Depressed? Don't Rely on Exercise Alone

The benefits of exercise may not be as strong as the popular media claims.

Key points

  • Researchers have extensively investigated the effects of exercise on depressed individuals.
  • The conclusions from a recent meta-analysis of exercise studies quoted in the popular press went far beyond what the data can defend.
  • Exercise is not better than drugs but should be considered an important adjunct therapy to any treatment plan for depression.

The effects of exercise on depressed individuals have been investigated extensively. Too often, the conclusions drawn from these studies in the popular press or social media have gone beyond what the actual data can defend.

Such hyperbolic media response happened recently in response to a meta-analysis of published studies from a group in Australia. A metanalysis is when someone compiles results from other investigations and attempts to draw a conclusion. The authors examined data from 97 studies that included over 128,000 participants. That sounds impressive; however, the devil awaits in the details that the popular media completely ignored. For example, only 11 of those studies were focused on depression.

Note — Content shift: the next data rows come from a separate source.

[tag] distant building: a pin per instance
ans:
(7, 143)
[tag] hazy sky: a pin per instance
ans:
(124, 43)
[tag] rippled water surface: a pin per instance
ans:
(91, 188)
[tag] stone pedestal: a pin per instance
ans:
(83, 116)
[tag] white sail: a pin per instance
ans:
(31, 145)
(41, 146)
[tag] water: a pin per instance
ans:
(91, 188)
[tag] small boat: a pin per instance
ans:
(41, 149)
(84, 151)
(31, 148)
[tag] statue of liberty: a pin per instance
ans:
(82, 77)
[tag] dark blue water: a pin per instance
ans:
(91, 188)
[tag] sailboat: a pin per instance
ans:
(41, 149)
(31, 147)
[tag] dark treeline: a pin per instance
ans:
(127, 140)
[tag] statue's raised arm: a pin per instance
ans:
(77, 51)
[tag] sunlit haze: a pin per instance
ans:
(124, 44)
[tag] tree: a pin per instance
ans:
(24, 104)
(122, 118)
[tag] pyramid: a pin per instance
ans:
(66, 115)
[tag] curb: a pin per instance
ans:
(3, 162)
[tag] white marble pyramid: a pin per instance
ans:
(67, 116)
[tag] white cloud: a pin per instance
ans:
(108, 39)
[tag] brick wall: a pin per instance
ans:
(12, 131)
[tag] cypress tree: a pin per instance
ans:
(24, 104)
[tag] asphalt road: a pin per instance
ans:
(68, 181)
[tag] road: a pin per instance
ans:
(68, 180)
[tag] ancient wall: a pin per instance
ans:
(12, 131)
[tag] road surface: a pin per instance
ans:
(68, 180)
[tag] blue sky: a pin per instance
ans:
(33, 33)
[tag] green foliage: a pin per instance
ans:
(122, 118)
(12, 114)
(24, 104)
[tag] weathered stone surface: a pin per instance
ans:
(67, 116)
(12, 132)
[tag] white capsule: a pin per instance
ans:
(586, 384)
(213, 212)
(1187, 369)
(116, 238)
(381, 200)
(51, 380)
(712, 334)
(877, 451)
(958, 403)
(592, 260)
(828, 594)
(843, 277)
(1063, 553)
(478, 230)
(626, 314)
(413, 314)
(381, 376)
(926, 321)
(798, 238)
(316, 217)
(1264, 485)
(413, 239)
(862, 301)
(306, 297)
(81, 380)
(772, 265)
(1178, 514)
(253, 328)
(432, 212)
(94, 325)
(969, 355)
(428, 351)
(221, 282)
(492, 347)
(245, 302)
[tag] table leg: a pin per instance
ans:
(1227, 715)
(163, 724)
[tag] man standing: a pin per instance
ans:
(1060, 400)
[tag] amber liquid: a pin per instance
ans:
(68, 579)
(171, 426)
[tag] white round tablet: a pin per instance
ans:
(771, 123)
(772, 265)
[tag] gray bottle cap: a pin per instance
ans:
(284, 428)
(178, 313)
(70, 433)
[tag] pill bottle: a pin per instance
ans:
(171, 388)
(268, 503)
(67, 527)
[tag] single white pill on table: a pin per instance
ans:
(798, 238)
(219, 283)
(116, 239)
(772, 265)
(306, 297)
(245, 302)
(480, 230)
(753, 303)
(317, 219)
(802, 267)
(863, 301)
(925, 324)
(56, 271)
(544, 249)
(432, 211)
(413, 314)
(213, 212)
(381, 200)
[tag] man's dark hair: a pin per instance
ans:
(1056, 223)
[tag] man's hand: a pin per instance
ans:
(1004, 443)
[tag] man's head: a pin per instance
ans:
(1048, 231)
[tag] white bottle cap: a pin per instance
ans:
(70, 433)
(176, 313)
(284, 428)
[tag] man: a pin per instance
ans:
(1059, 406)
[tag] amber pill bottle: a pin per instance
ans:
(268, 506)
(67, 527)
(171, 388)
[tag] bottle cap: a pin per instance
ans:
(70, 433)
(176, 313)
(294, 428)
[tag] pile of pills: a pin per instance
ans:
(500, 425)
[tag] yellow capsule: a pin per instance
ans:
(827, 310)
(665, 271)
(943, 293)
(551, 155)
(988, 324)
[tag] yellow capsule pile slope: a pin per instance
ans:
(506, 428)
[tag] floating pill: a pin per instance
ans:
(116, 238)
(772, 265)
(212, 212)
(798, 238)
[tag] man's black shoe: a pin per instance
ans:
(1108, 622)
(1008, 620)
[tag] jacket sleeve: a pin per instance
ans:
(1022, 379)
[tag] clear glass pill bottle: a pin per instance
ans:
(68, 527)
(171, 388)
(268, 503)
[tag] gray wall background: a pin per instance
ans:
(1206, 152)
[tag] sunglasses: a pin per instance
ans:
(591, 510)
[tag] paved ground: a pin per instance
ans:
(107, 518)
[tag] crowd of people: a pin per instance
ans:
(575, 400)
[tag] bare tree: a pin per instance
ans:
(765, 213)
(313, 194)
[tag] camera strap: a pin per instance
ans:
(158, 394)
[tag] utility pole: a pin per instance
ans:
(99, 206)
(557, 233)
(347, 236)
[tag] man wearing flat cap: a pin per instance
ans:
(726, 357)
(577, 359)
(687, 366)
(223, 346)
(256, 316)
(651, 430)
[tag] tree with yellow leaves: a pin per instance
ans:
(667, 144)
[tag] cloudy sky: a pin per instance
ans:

The authors concluded that exercise had a medium effect on depression. It is impossible to know how a "medium" effect compares to drug therapy since the studies were not head-to-head comparisons. The study also reported that exercise benefited lots of other health conditions, including HIV or kidney disease, various mental disorders, and cancers. Furthermore, any level of exercise was effective! If this sounds too good to be true, it is.

One point often ignored in recent media accounts is that the benefits of exercise described in these studies decreased over time. The authors also noted that patients who exercised less often each week reported greater benefits than patients who exercised more often each week. This is the exact opposite of the typical dose-benefit relationship that should be observed. When a treatment works well for many conditions, and the benefits wear off over time or do not show a dose-response relationship, you are witnessing the placebo effect. The problem is that it is impossible to control for the placebo effect in exercise studies; the control subjects are well aware that they are not exercising.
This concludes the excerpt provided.